In the early 1950s, television was popular, but unsophisticated. This was a common sentiment, even among the people who produced it—"a hybrid monstrosity derived from newspapers, radio news, and newsreels, which inherited none of the merits of its ancestors," as one CBS News anchor summed it up. But either despite its gimmicky shortcomings or because of them, advertisers loved the little box. Revenue from ads increased more than 60 percent a year for the first five years of the decade, so that by 1955, television accounted for nearly 20 percent of total U.S. media advertising.
This year, mobile media accounts for the exact same share, nearly 20 percent of total U.S. media spending. So, in a very real way, mobile is today where television was exactly six decades ago.
For more than a century, media organizations working in newspapers, magazines, television, and radio have relied on advertising to report and publish the news. It was a sometimes awkward, and often fruitful, symbiosis of needs. The news created an audience of readers, the advertiser paid to piggyback off that audience, and this commercial tag-team subsidized both reportage and readership.
That’s precisely why anybody in the news business should be more than a little alarmed at the recent migration patterns in advertising, exhaustively documented in the Pew Research Center’s State of the News Media report. In a sentence, digital is eating legacy media, mobile is eating digital, and two companies, Facebook and Google, are eating mobile. Here is the broader scary story in four charts, from the Pew report and from other sources supporting up its main points.
1. U.S. advertising is declining as a share of GDP. Total national ad spending, as a percentage of the economy, has fallen by a third since 2000 and now hovers near its lowest levels since the end of World War II, before the rise of television.
It wouldn’t be such a bad thing that advertising is declining as a share of the economy if news publishers held a steady or growing percent of the market. But the opposite is happening...
2. The entire net growth is U.S. advertising is digital. Between 2011 non-digital advertising fell from $126 billion to $123 billion.
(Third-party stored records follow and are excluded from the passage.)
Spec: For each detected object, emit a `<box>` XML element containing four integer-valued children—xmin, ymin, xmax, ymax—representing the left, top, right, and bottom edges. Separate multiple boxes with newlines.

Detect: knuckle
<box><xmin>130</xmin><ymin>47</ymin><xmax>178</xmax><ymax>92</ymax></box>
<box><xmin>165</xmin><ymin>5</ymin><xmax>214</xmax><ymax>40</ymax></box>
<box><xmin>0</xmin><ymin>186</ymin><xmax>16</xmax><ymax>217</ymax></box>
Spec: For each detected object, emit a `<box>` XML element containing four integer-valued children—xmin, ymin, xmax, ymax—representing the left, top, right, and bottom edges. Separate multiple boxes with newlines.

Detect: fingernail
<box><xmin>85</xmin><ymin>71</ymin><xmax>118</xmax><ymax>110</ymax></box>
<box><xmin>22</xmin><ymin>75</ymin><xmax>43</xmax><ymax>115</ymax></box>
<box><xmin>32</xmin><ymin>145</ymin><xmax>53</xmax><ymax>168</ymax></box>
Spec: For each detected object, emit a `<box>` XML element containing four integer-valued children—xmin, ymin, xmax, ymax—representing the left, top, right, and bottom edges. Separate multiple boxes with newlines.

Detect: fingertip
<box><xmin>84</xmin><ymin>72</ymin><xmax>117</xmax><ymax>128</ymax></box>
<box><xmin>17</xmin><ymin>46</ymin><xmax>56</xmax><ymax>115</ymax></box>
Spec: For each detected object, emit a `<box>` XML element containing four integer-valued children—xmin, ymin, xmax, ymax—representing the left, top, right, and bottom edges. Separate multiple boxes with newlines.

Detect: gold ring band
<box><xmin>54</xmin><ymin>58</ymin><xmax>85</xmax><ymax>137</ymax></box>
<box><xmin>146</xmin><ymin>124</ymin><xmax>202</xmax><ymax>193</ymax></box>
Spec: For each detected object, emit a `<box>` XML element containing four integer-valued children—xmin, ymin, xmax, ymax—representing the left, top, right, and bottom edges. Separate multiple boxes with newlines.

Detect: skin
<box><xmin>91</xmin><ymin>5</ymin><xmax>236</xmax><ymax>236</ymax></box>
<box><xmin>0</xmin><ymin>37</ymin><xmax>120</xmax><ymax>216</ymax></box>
During the same period, digital advertising doubled from $32 billion to $60 billion. Newspapers are getting pinched. Newspaper advertising revenue and newspaper employment have both fallen to 60-year lows, according to the Bureau of Labor Statistics and the Newspaper Association of America.
3. The entire net growth in digital advertising is happening in mobile. Since 2011, desktop advertising has fallen by about 10 percent, according to Pew. Meanwhile mobile advertising has grown by a factor of 30, reaching about $32 billion in 2015. This dovetails with analysis from the digital-media analyst Mary Meeker, whose recent report on media time and advertising found that in the last five years, mobile grew at the expense of every other media platform. (The chart below was made with data from her report.)
4. Two companies, Facebook and Google, control half of net mobile ad revenue. As I’ve written before, digital media today is led by a historically extraordinary duumvirate. In television, four large media companies account for half of all cable advertising, according to an analysis by the digital-media analyst Matthew Ball. They are Time Warner, Disney, NBCUniversal, and 21st Century Fox. But just two companies, Facebook and Google, account for half of all digital-media advertising. As my colleague Adrienne LaFrance writes today, as far as most digital publishers are concerned, Facebook is the universe.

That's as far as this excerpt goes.